Non era nel film originale, è una idea mia, perché quando abbiamo avuto l’idea dell’albero con mia moglie, il riferimento è stato subito Italo Calvino. Ci piaceva che Sami leggesse, avesse questo lato intellettuale. Era forte, come avere Calvino nel film. Nei film che fai c’è la tua stessa cultura, ma certi riferimenti spesso li vedi solo dopo averli fatti. In questo caso, invece, scrivendo la sceneggiatura, ci abbiamo pensato mentre lavoravamo al suo pensare alla madre sugli alberi… Ci sono libri che non dimentichi mai, che costituiscono la tua base culturale.
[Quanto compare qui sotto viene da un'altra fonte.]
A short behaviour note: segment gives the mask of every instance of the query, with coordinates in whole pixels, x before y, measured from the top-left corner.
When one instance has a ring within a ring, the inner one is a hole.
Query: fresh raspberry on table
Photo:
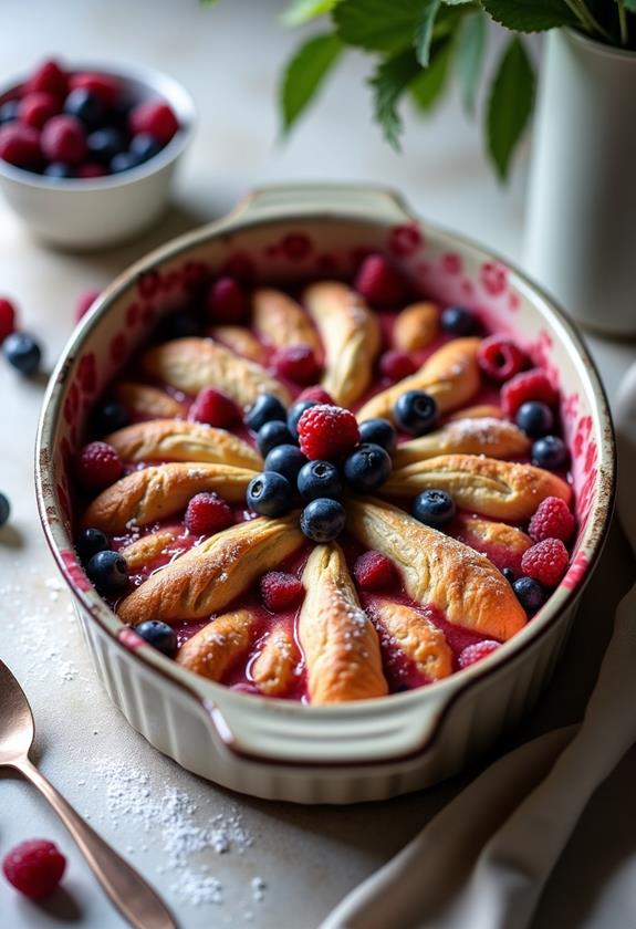
[[[186,529],[192,535],[213,535],[233,521],[231,508],[218,493],[196,493],[186,510]]]
[[[394,563],[380,552],[365,552],[356,559],[353,576],[363,591],[386,591],[397,578]]]
[[[261,597],[272,613],[283,613],[298,606],[304,596],[304,587],[293,574],[283,571],[270,571],[260,582]]]
[[[522,572],[545,587],[556,587],[569,563],[570,555],[561,539],[543,539],[521,556]]]
[[[554,406],[559,400],[559,392],[540,368],[515,374],[501,388],[501,406],[510,419],[514,418],[521,404],[528,400],[540,400],[548,406]]]
[[[533,542],[542,542],[544,539],[561,539],[562,542],[567,542],[575,524],[576,520],[564,500],[546,497],[530,520],[528,533]]]
[[[9,884],[31,900],[41,900],[55,890],[66,867],[66,858],[45,838],[21,842],[6,855],[2,870]]]
[[[342,458],[359,442],[353,413],[327,404],[305,409],[299,419],[298,434],[301,451],[312,461]]]
[[[88,442],[77,456],[76,471],[85,490],[104,490],[119,480],[124,466],[113,446]]]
Come si sono trovati insieme tre attori di generazioni così diverse?

Ciascuno degli attori è stato impressionante, a partire da quello che è il più grande attore francese, Daniel, che è stato molto generoso e capace di rivivere le emozioni dell’infanzia, con Simon, ma anche con Jamel. Lui ha una grazia incredibile, alla Chaplin, che lo ha legato a Simon e che ha impressionato anche Daniel al punto che io sentivo di avere tre attori che giocavano, come tre ragazzini, quattro contando anche me. Non solo per il saper conservare quell’idealismo, ma di accettare la capacità di stupirsi. È fondamentale tenere vivo il bambino dentro di noi, e non per negare le responsabilità che si hanno come adulti.
Io ho cinque figli, Daniel mi pare quattro, ma dovremmo verificare, Jamal due e Simon… verificheremo anche con lui, e anche questo ci ha unito.
Una cosa che mi ha sorpreso sta proprio nel fatto di non aver mai avuto un pubblico così ampio: mi è capitato di partecipare a proiezioni nelle quali c’erano un bambino di tre mesi e una persona di 98 anni. E il motivo è proprio la compresenza di queste tre generazioni, unite dalla capacità di emozionarsi. Quelli che trattiamo sono temi molto duri, ma dalla visione del film si esce sicuramente con delle emozioni positive.